6. Dietary arginine silicate inositol complex improves bone mineralization in quail.
Sahin K, Onderci M, Sahin N, Balci TA, Gursu MF, Juturu V, Kucuk O. Poult Sci. 2006; 85(3):486-92.

Abstract: Skeletal abnormalities, low bone mass, bone deformities, and bone fractures increase the risk of osteoporosis and osteoarthritis, which are of concern from both a public standpoint and a cost-of-care burden standpoint. Arginine silicate inositol complex (ASI; Arg = 49.47%, silicone = 8.2%, inositol = 25%) is a novel, bioavailable source of Si and Arg and one that offers potential benefits for vascular and bone health. Skeletal abnormalities and architectural deterioration of bone tissue are common under hot climate conditions in the poultry industry. In this study, we evaluated the effects of ASI supplementation on performance and bone mineral density (BMD) in Japanese quail (Coturnix coturnix japonica) exposed to the high ambient temperature of 34 degrees C. The birds (n = 180; 10 d old) were randomly assigned to 6 treatment groups consisting of 10 replicates of 3 birds. Birds were kept in wire cages in a temperature-controlled room at either 22 degrees C (thermoneutral; TN) or 34 degrees C (heat stress; HS) for 8 h/d (0900 to 1700 h until the end of study) and were fed a basal (control) diet or the basal diet supplemented with either 500 or 1,000 mg of ASI/kg of diet. Heat exposure decreased performance and bone mineralization when the basal diet was fed (P = 0.001). The ASI supplement had no effect on feed intake, BW, feed efficiency, and carcass traits (P > 0.05) in quails reared under TN or HS conditions. The BMD was significantly improved by ASI supplementation in both TN and HS groups [0.72 (TN) vs. 0.60 (HS); P < or = 0.05]. Serum osteocalcin, dehydroepiandrosterone concentrations, and alkaline phosphatase activity increased, whereas tumor necrosis factor-alpha and Creactive protein concentrations decreased, as dietary ASI supplementation increased in quail reared under HS. This improvement was linear with increased doses of supplement (P = 0.001).
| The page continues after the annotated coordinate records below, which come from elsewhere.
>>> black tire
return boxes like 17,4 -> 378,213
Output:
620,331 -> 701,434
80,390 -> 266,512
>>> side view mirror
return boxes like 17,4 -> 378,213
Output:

In the ASI group, the amount of Ca, P, Mg, and Mn in the excreta decreased (P < or = 0.05), and the concentrations of these minerals in tibia ash increased in quail reared under HS conditions (P < or = 0.05). In conclusion, ASI supplementation to the basal diet significantly improved bone mineralization in quail and did not impact feed consumption, BW gain, or feed efficiency.